Na ausência de barreiras protetoras de controle utilizadas pelo homem, ou vencidas estas, o patógeno enfrenta, por parte da planta hospedeira, resistência maior ou menor ao seu desenvolvimento, já antes da penetração, na penetração, nas fases subsequentes do processo doença, na extensão dos tecidos afetados e na produção do inóculo. Mesmo que essa resistência seja baixa, resta ainda a possibilidade de os danos nas culturas afetadas serem pouco pronunciadas. É na exploração dessas características, naturalmente presentes nas populações vegetais, que se fundamenta o princípio da imunização genética, resultando, então, no uso de variedades imunes, resistentes e tolerantes. Esse método de controle é o ideal pois, em sendo funcional, não onera diretamente o custo de produção e pode até dispensar outras medidas de controle. Entretanto, muitas vezes implica em sacrifício de produtividade e/ou valor comercial do produto. Atualmente, concretiza-se a possibilidade de imunização de plantas através de substâncias químicas (imunização química) e de proteção cruzada ou pré-imunização (imunização
biológica). A idéia de imunizar as plantas quimicamente, pela introdução de substâncias tóxicas, é velha, mas só recentemente, com o advento dos fungicidas sistêmicos, está se tornando viável do ponto de vista prático: a planta tratada com o produto sistêmico torna-se resistente porque em seus tecidos se apresenta uma concentração adequada do fungicida ou porque ele próprio ou algum seu derivado induz a planta a produzir substâncias tóxicas ao patógeno. Não se descarta a possibilidade de que mesmo fungicidas convencionais tenham atuação semelhante, desencadeando a produção de compostos fenólicos e fitoalexinas pelas plantas tratadas. O mais notável exemplo de pré-imunização ou proteção cruzada, é o do limão galego propositalmente inoculado com estirpe fraca do Vírus da Tristeza dos Citros, que protege a planta contra as estirpes fortes do mesmo vírus. Assim, produções comerciais dessa variedade cítrica têm sido possíveis, mesmo sendo suscetível a um vírus amplamente disseminado e eficientemente transmitido pelo pulgão preto, Toxoptera citricidus.
O efeito epidemiológico das medidas de imunização é predominantemente a redução do inóculo inicial y0 e da taxa de desenvolvimento da doença. No caso de resistência genética vertical e de fungicidas altamente específicos, vulneráveis ao surgimento de mutantes resistentes do patógeno, o efeito pode ser predominantemente somente sobre y0. No caso de variedades tolerantes, o efeito epidemiológico não se faz sentir pronunciadamente sobre nenhum dos dois componentes.

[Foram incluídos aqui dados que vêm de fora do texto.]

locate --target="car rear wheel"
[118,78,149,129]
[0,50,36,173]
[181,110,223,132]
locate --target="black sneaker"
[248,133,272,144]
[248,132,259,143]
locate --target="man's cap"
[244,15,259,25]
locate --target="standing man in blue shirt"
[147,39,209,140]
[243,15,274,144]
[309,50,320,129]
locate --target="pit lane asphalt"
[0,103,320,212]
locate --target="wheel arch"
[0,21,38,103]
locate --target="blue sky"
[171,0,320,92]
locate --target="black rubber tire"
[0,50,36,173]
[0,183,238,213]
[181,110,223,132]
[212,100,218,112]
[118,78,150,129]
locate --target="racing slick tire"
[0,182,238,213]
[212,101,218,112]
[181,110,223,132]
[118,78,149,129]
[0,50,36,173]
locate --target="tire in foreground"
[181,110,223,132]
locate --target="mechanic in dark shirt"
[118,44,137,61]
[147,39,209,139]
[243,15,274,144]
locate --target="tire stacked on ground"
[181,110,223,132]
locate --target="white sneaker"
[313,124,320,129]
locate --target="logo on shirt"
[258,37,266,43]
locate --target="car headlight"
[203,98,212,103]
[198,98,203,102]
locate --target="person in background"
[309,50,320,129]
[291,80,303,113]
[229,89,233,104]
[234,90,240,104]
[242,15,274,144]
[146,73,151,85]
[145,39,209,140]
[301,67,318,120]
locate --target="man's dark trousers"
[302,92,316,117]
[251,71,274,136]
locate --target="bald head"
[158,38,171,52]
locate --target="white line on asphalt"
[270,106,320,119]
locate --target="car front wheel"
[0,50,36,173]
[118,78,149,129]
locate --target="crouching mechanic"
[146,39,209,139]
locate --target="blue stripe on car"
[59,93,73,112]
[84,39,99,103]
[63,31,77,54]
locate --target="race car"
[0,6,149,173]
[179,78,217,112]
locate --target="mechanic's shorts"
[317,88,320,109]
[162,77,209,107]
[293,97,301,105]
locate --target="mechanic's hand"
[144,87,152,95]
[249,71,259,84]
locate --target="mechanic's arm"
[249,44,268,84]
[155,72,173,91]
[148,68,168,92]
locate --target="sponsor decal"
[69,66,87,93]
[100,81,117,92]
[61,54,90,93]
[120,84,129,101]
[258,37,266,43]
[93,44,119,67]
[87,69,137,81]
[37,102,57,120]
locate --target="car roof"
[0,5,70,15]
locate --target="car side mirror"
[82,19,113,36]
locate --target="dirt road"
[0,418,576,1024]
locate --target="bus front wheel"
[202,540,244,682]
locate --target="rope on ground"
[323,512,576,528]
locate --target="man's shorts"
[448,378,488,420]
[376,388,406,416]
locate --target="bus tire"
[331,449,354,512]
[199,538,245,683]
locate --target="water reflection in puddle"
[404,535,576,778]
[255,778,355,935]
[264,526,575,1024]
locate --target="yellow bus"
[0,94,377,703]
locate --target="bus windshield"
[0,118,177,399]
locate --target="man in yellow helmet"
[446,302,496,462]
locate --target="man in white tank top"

MÉTODOS DE CONTROLE BASEADOSNA TERAPIA

Uma vez a planta já doente, o último princípio de que se pode lançar mão é a terapia ou cura, isto é, recuperação da saúde mediante a eliminação do patógeno infectante ou proporcionando condições favoráveis para a reação do hospedeiro. A terapia é, ainda, apesar da descoberta dos quimioterápicos, de aplicação muito restrita em Fitopatologia, por suas limitações técnico-econômicas, contrapondo-se ao uso mais generalizado de todos os outros princípios que, no conjunto, recebem a denominação de prevenção ou profilaxia. No controle de doenças de plantas é ainda válido o ditado “melhor prevenir do que remediar”.

São exemplos de métodos terápicos: uso de fungicidas sistêmicos e, no caso de algumas doenças, como os oídios, também de fungicidas convencionais, com a consequente recuperação da planta doente; cirurgia de lesões em troncos de árvores, como no caso da gomose dos citros, ou de ramos afetados, como no caso da seca da mangueira ou da rubelose dos citros; tratamento térmico dos toletes da cana-de-açúcar, visando a eliminação do patógeno do raquitismo da soqueira.